Some have lost as much as a quarter of million pounds after investing in geared traded endowment policies
The Financial Ombudsman Service has already upheld numerous complaints for mis-selling.
As a result a group of investors are taking legal action to try and get full compensation for their losses.
Endowments typically sit alongside a mortgage and are designed to pay it off but in these cases the gearing element means that money is borrowed for the investment - sometimes twice over, which with charges can wipe out any return the investment makes but the debt still has to be repaid.
Brenda Hudson invested in one of these policies in 2005 but by 2007 the plan was in "failure" stage and her current debt of over £170,000 is still growing with no means of repayment:
"The pressure is great, the bank has written to us and reminded us that we have considerable debt to them which they want repaying. Our fear is we shall be forced to sell our homes in order to get rid of our debt to the mortgage lenders."
Brenda's complaint for mis-selling is currently being assessed by the Financial Ombudsman Service. They have upheld many similar complaints about the same product. But the Ombudsman can only enforce a pay-out of £100,000 and the majority of claims are for more than that amount.

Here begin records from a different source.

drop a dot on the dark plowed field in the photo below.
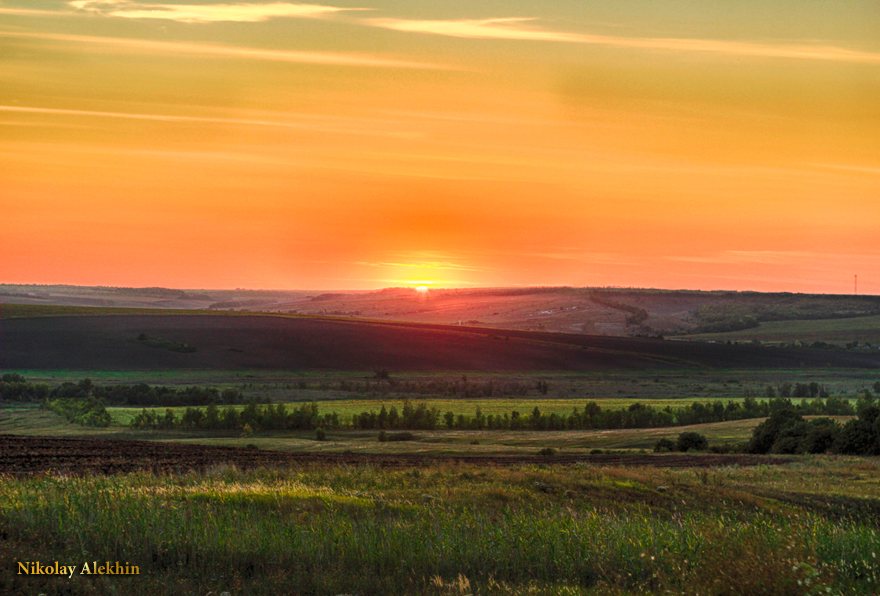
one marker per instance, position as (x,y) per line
(265,342)
(21,455)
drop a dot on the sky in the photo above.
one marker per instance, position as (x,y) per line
(364,144)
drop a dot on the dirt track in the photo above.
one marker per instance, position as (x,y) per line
(23,455)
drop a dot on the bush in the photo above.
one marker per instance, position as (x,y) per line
(664,446)
(691,441)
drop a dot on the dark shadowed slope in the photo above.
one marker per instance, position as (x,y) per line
(233,342)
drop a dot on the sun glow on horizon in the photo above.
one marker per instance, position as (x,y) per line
(296,145)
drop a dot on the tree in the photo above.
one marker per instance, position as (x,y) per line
(691,441)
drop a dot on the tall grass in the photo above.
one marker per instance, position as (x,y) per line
(367,531)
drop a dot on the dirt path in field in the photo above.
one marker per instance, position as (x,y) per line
(22,455)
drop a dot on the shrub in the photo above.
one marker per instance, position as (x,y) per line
(664,446)
(691,441)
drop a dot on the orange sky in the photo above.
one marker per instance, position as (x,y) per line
(362,145)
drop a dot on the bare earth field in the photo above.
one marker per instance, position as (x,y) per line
(30,455)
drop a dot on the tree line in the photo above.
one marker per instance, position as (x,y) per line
(423,416)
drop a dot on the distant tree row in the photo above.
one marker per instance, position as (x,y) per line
(88,411)
(14,387)
(786,431)
(593,416)
(253,416)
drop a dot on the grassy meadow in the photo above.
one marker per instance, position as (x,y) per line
(808,527)
(804,527)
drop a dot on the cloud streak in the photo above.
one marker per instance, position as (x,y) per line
(219,51)
(204,13)
(332,125)
(519,29)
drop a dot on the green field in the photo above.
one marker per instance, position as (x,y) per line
(455,530)
(801,528)
(837,331)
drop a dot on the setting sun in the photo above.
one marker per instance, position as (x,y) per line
(512,144)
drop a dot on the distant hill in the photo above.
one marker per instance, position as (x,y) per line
(592,311)
(211,341)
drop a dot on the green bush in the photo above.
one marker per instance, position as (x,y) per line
(691,441)
(664,446)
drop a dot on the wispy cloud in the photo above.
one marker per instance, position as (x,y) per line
(204,13)
(761,257)
(521,29)
(212,50)
(324,124)
(421,265)
(29,12)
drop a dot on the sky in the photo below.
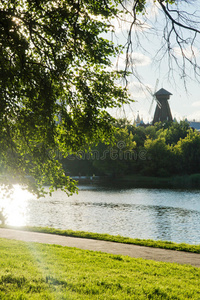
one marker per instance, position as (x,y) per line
(150,67)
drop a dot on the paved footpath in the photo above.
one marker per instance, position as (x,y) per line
(103,246)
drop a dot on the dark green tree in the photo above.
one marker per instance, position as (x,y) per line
(53,61)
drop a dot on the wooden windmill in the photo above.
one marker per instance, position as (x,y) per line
(162,112)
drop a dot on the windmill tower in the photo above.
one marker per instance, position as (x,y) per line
(162,112)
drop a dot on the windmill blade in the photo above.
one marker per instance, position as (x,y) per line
(158,103)
(150,109)
(154,97)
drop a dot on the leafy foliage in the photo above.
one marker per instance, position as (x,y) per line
(53,61)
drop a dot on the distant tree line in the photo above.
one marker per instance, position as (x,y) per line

Their solicitor Gareth Fatchett is seeking compensation from Mint Financial Services who sold many of the plans. He says they have a good case:
"In the cases that I'm seeing the explanation of risk is down-played."
"The returns would have to be fantastical, they'd have to very big returns indeed to actually get a neutral position."
Mint Financial Services are now a part of the Intrinsic Group. Its communications manager, Ben Howell said:
"We take our responsibilities to our clients extremely seriously, and we will work with and accept the findings of the Ombudsman in all cases. However, as some of these are ongoing cases, we feel unable to comment further at this point."
The plans were created by Integrity Financial Solutions who went into liquidation in October 2009. They were part of the UK Integrity Group - their Chief Executive Iain Stamp told the programme that they had made the risks clear.
"I don't believe fantastical assumptions were made. The majority of investors are still enjoying returns from their investment."
He added that he thought the financial advisers who sold the plans should be the ones facing questions.
A marketing CD given to IFA's by Integrity showed an example where a client purchasing £388,000 of traded endowment policies would secure an initial commission of over £19,000 for their financial advisor.
Bank of Scotland who provided the borrowing for a number of investors issued a statement saying:
"We appreciate that some customers, all of whom received independent financial advice, are concerned about the performance of their product and the impact on their debt position.
Any customers who find they are in financial difficulties should let us know as soon a possible and we will consider their position sympathetically."